I PESCI ROSSI
In una fiera di paese, nel territorio ove sono in vacanza, a sorpresa trovo ancora in vendita o come premio di non so quale gara alcune bocce con pesciolini rossi. Non so quanto sia legittimo questo commercio, ma per me — e penso per non pochi lettori — è come una ventata che mi porta i profumi e i colori del passato, quando pullulavano questi mini-acquari che si ottenevano qualora si fosse stati capaci di inserirvi con un lancio a distanza una pallina da ping pong. Ho così cercato il romanzo di uno scrittore ormai dimenticato, Emilio Cecchi, intitolato appunto Pesci Rossi (1920), e ne ho proposto proprio l'inizio che contiene una riflessione acuta.
Quei pesciolini si muovono con eleganza anche in questo piccolo spazio, quasi fossero nell'immenso oceano.
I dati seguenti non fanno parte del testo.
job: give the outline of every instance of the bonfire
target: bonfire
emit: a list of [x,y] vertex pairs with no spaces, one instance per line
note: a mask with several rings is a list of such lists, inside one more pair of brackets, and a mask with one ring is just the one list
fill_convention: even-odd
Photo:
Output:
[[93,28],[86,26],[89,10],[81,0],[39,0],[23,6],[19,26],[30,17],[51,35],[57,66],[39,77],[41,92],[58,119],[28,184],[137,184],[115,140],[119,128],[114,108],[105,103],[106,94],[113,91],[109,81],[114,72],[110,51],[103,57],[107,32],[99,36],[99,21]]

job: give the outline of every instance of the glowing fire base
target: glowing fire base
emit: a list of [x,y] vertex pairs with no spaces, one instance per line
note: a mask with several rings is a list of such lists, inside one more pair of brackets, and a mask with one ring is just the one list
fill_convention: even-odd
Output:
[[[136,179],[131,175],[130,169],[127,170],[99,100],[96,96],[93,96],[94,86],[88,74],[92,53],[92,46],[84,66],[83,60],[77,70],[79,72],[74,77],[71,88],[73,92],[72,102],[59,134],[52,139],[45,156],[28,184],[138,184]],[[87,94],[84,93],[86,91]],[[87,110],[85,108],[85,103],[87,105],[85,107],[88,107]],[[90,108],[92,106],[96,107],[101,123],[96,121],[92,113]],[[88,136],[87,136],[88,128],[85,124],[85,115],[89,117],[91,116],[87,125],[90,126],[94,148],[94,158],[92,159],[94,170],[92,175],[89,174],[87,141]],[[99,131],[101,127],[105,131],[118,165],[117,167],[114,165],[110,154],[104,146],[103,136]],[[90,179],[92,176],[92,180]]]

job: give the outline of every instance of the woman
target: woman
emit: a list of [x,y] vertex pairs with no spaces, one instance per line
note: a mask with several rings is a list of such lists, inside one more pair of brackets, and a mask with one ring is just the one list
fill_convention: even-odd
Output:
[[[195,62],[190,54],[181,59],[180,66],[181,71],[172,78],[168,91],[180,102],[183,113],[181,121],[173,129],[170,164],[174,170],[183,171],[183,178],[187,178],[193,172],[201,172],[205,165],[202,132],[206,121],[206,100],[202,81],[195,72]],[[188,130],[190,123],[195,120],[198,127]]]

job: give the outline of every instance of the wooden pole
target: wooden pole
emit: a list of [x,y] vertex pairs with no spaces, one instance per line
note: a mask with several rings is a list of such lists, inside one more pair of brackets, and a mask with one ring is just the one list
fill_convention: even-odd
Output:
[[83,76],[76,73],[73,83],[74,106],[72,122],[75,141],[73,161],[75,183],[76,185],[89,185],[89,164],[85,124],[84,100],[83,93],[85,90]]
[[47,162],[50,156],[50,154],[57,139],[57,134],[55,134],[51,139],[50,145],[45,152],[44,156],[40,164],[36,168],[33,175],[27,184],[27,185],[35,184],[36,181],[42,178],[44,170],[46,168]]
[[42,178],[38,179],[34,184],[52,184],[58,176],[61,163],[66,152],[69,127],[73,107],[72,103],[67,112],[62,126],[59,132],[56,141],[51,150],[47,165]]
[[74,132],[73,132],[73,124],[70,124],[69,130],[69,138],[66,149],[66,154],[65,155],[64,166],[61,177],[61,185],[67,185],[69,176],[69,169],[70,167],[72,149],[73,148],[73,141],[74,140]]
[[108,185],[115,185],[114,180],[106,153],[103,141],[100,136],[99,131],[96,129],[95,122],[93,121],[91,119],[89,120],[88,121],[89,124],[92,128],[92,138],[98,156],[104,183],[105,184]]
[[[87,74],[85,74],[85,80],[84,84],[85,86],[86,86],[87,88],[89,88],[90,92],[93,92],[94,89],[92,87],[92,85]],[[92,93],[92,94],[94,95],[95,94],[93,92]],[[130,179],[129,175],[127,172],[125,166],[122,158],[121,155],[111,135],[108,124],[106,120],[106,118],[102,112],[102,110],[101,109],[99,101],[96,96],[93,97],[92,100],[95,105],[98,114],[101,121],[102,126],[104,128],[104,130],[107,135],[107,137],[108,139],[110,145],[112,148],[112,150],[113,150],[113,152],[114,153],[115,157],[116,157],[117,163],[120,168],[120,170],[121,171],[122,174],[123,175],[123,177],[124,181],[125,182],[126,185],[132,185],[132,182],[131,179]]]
Sono, in realtà, prigionieri; eppure essi hanno portato con sé il respiro del mare, delle distese infinite, e i loro arabeschi di nuoto sono come la memoria di quella libertà che è rimasta attaccata a loro, anzi, dentro di loro. È facile sciogliere la metafora. Si può essere condannati su una sedia a rotelle, oppure votati a un'esistenza monotona e ristretta, o persino relegati in una cella, ma l'anima può librarsi oltre, nello spazio infinito del cielo, nella cavalcata della fantasia, nel volo verso altri orizzonti che la lettura o il pensiero rende possibile. La reclusione è prima di tutto una questione dello spirito, come lo è la libertà.